Improved Space Forest: A Meta Ensemble Method


AMASYALI M. F.

IEEE TRANSACTIONS ON CYBERNETICS, cilt.49, sa.3, ss.816-826, 2019 (SCI-Expanded) identifier identifier identifier

  • Yayın Türü: Makale / Tam Makale
  • Cilt numarası: 49 Sayı: 3
  • Basım Tarihi: 2019
  • Doi Numarası: 10.1109/tcyb.2017.2787718
  • Dergi Adı: IEEE TRANSACTIONS ON CYBERNETICS
  • Derginin Tarandığı İndeksler: Science Citation Index Expanded (SCI-EXPANDED), Scopus
  • Sayfa Sayıları: ss.816-826
  • Anahtar Kelimeler: Bagging, classification, decision trees, ensemble, random forest, rotation forest, VC dimension
  • Yıldız Teknik Üniversitesi Adresli: Evet

Özet

The performance of the ensemble algorithms is related with the individual accuracy of the base learners and their results diversity. Individual accuracy of a base learner is directly related to the similarity between the original training set and the base learner's training set. When a modified training set by randomly selecting features/classes/samples is given to the base learners, the diversity is created but the individual accuracy is decreased. From this point of view, different ensemble algorithms can be seen as a selection between having more accurate but less diverse base learners and having more diverse but less accurate base learners.

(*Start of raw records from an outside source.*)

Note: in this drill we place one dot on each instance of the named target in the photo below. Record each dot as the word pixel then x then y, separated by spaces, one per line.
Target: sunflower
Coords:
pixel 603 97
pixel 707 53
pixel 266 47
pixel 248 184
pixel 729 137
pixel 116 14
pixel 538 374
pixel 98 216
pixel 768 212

We propose a meta ensemble method named as improved space forest which adds generated and (hopefully) more accurate features to the original features. The new features are obtained from randomly selected original features. When the new features are more distinctive than the original ones, they are selected by the learners. So, the ensemble may have more accurate base learners. However, a different improved space is generated for each learner to create diversity. The proposed method can be used with different ensemble methods. We compared original and improved space versions of bagging, random forest, and rotation forest algorithms. Improved space versions have generally better or comparable results than the original ones. We also present a theoretical framework to analyze the individual accuracies and diversities of the base learners.